PDGF-Rβ blockade abrogated metformin’s vascular remodeling effects

PDGFR-β is the receptor of PDGF-B and has been extensively studied for its critical role in vascular remodeling. Therefore, we then focused on exploring whether PDGF-Rβ was involved in metformin’s vascular remodeling effects. Imatinib, a drug that can specifically block PDGFR-β signaling, was used in this study. Similar to sh-PDGF-B and metformin, PDGFR-β blockade by imatinib led to decreased CD31⁺ areas and an increased vascular coverage of VSMCs (Fig. 7a and b). Surprisingly, imatinib apparently abrogated the metformin-induced increase of the VSMCs coverage on vessels (Fig. 7a and d), indicating the involvement of PDGFR-β signaling in metformin’s vascular remodeling effects. Notably, the combination of imatinib and metformin decreased the percentage of VSMCs associated with vessels to a comparable level of the shRNA control group (Figure7B). These evidences suggested that PDGFR-β is indispensable for the subsequent vascular remodeling when PDGF-B was downregulated.

PDGF-B knockdown improved the chemosensitization of CTX and reduced lung metastasis

As PDGF-B knockdown induces the vessel normalization, we then investigated whether PDGF-B knockdown improves the chemosensitization and limits the primary lung metastasis of breast tumors. As shown in Fig. 7e, PDGF-B knockdown induced a slight reduction in 4T1 cancer necrosis without affecting hemorrhage. When treated with CTX, shRNA-PDGF-B 4T1 cancers exhibited a significant increase in both tumor necrosis and hemorrhage compared with those in the shRNA control group (Fig. 7e). Since increased blood perfusion can bring more drugs into the tumor tissue, these findings thus suggest that the inhibition of tumoral PDGF-B enhances chemosensitization by increasing the drug delivery owing to the improved vascular function. In further characterization of the primary lung metastasis (Fig. 7f), the metastatic index of the shRNA PDGF-B group was significantly reduced, compared to the shRNA control group.
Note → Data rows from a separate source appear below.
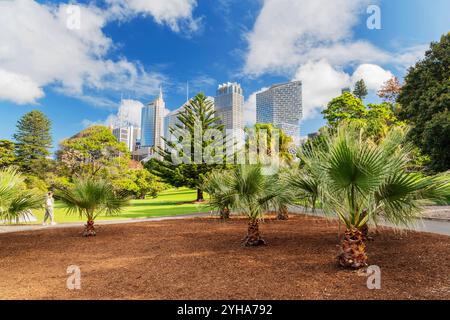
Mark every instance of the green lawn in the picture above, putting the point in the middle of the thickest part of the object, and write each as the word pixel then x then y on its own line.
pixel 169 203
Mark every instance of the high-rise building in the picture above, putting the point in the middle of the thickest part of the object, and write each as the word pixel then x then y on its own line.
pixel 281 105
pixel 229 105
pixel 152 125
pixel 128 135
pixel 171 120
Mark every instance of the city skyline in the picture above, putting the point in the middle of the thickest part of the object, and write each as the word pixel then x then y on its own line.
pixel 78 77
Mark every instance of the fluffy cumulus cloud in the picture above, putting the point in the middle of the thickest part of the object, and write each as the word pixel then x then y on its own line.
pixel 320 83
pixel 177 14
pixel 129 113
pixel 43 45
pixel 374 76
pixel 312 41
pixel 18 88
pixel 288 33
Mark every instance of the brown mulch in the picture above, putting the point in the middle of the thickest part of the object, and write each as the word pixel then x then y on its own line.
pixel 203 258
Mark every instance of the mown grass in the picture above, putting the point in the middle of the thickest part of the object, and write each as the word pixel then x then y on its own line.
pixel 169 203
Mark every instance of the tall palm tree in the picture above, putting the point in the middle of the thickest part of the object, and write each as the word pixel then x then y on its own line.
pixel 90 197
pixel 362 181
pixel 247 190
pixel 15 200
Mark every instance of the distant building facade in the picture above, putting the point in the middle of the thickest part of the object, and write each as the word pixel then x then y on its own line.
pixel 229 105
pixel 128 135
pixel 152 126
pixel 281 105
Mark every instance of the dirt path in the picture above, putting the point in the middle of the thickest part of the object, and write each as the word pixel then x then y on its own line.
pixel 203 258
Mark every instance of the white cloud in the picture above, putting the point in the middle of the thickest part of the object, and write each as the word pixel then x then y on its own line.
pixel 288 33
pixel 129 113
pixel 177 14
pixel 38 50
pixel 18 88
pixel 312 41
pixel 374 76
pixel 320 83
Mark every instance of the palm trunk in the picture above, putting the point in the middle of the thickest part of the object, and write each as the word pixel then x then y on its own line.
pixel 225 213
pixel 283 213
pixel 200 195
pixel 253 237
pixel 353 250
pixel 89 229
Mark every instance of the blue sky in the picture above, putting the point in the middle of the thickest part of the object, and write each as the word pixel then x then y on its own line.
pixel 127 49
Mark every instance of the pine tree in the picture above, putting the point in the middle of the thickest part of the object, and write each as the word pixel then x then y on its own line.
pixel 360 89
pixel 198 112
pixel 33 139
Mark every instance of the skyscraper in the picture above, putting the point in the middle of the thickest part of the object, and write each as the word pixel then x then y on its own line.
pixel 281 105
pixel 152 123
pixel 229 105
pixel 128 135
pixel 171 120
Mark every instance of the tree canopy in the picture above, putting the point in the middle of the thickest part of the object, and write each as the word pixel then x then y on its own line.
pixel 197 117
pixel 93 151
pixel 360 89
pixel 33 139
pixel 425 103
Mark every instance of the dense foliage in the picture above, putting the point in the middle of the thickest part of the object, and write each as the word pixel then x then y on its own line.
pixel 197 117
pixel 425 104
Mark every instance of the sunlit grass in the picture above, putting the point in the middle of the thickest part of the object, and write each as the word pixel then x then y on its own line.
pixel 169 203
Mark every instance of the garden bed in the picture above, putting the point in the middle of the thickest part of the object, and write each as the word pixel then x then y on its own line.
pixel 203 258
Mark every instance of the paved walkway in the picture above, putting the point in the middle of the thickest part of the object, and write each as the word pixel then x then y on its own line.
pixel 439 225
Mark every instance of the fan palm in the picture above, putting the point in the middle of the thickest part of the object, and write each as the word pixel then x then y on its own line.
pixel 247 190
pixel 361 181
pixel 90 197
pixel 15 200
pixel 217 185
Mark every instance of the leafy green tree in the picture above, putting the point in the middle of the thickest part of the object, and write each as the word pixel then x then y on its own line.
pixel 436 139
pixel 360 90
pixel 376 118
pixel 197 117
pixel 285 142
pixel 94 152
pixel 33 139
pixel 139 183
pixel 15 199
pixel 90 197
pixel 7 156
pixel 343 108
pixel 425 103
pixel 360 181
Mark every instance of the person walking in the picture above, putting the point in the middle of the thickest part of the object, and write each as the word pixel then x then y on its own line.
pixel 49 212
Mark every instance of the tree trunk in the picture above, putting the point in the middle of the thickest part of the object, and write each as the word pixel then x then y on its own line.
pixel 89 229
pixel 353 250
pixel 253 237
pixel 283 214
pixel 225 213
pixel 200 195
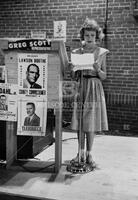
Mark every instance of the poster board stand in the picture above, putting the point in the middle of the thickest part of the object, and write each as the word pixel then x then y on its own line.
pixel 57 61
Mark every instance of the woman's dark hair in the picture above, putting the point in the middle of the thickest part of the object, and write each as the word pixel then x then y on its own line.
pixel 91 24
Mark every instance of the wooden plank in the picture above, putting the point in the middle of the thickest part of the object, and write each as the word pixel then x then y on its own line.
pixel 11 143
pixel 58 139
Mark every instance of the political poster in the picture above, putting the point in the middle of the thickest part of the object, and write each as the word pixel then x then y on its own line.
pixel 3 74
pixel 32 116
pixel 32 73
pixel 60 30
pixel 8 102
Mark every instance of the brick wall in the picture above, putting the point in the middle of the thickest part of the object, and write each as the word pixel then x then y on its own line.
pixel 19 17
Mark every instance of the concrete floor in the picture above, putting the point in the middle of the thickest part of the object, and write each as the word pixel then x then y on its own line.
pixel 116 177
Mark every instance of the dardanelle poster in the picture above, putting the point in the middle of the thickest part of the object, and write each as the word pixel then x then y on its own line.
pixel 32 73
pixel 8 102
pixel 32 115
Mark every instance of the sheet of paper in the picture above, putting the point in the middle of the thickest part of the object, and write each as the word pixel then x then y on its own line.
pixel 82 61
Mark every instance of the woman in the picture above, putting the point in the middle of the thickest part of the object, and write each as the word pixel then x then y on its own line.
pixel 94 115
Bevacizumab, an AAD approved at an early time, did not significantly improve the overall survival of patients with metastatic breast cancers [9, 39]. Bevacizumab was initially designed to neutralize the VEGF, thus inhibiting VEGFR-2-mediated angiogenesis and tumor growth. However, as previously reported, metastatic breast cancer cells had high expressions of several other pro-angiogenic factors in addition to VEGF [40], such as FGF-2, Ang-2 and PDGF-B [37]. Thus, in theory, AADs designed for targeting a single factor may be not enough [41], which offers an explanation for AAD’s ineffectiveness in treating cancers derived from some organ systems. Our laboratory previously found that metformin inhibited the expression of VEGF, Ang-2 and FGF-2 in a metastatic breast cancer model [37]. Besides, PDGF-B was screened out by transcriptome sequencing, and angiogenesis was greatly inhibited by PDGF-B knockdown. This result was validated by the clinical data that the PDGF-B expression level was positively associated with the CD31 expression level. Due to these findings, metformin should be considered as a reagent with a broad range of targeted factors possibly more available than the conventional AADs.

Another disadvantage of traditional AADs is the excessive pruning of the tumor vasculature [20], thus leading to the hypoxia-mediated tumor cell dissemination [42, 43]. Compared to AADs, metformin has more angiogenic targets, such as VEGF, PDGF-B and FGF-2. Therefore, metformin is assumed to prune the breast cancer vasculature more excessively. However, to date, it has not been reported that metformin aggravated tumor hypoxia [44]. Consistently, metformin ameliorated the hypoxia of two metastatic breast cancers, while MVD was greatly reduced. These evidences suggest there exists a mechanism independent of affecting the vasculature, which is accountable for the ameliorated hypoxia. Metformin is an AMPK activator that induces energetic stress [45]. In this condition, tumor cells were metabolically reprogrammed to consume less oxygen, thus counteracting or reversing the vascular pruning-induced hypoxia [44].

Currently, the issue of tumoral PDGF-B’s effect on the vascular maturity has become controversial [46]. Platelet-derived growth factor B (PDGF-B), a member of the PDGFs family [46], binds to its receptors, such as PDGF receptor β (PDGFR-β), to induce the cell survival, proliferation and migration [47]. It is now widely accepted that the endothelial PDGF-B regulates the recruitment of PCs [47]. Thus, the downregulation of PDGF-B should reduce the vascular maturity. However, PDGF-B was highly expressed by some tumors [48, 49], which were inversely characterized by an excessively angiogenic and immature vasculature. Further blockade of PDGF-B/PDGFR-β significantly increased the vascular maturity of tumors with high PDGF-B expression [49], but reduced that of tumors with low PDGF-B expression. These evidences indicated that high and low expression of PDGF-B in tumors might have opposite effects on vascular maturity. To date, this mechanism has not been reported in studies on metastatic breast cancers. Herein, it was found that high PDGF-B expression was detected in the metastatic breast cancer model. By reducing tumoral PDGF-B, the metformin treatment resulted in the suppression of angiogenesis and a more mature vasculature of metastatic breast cancers, thus limiting the distant metastasis and improving chemosensitization. These evidences are further supported by the poor prognosis of patients with breast cancers of high PDGF-B expression. These data indicate that the downregulation of PDGF-B in tumors with high expression of PDGF-B inhibits angiogenesis and improves the vascular functionality and maturity.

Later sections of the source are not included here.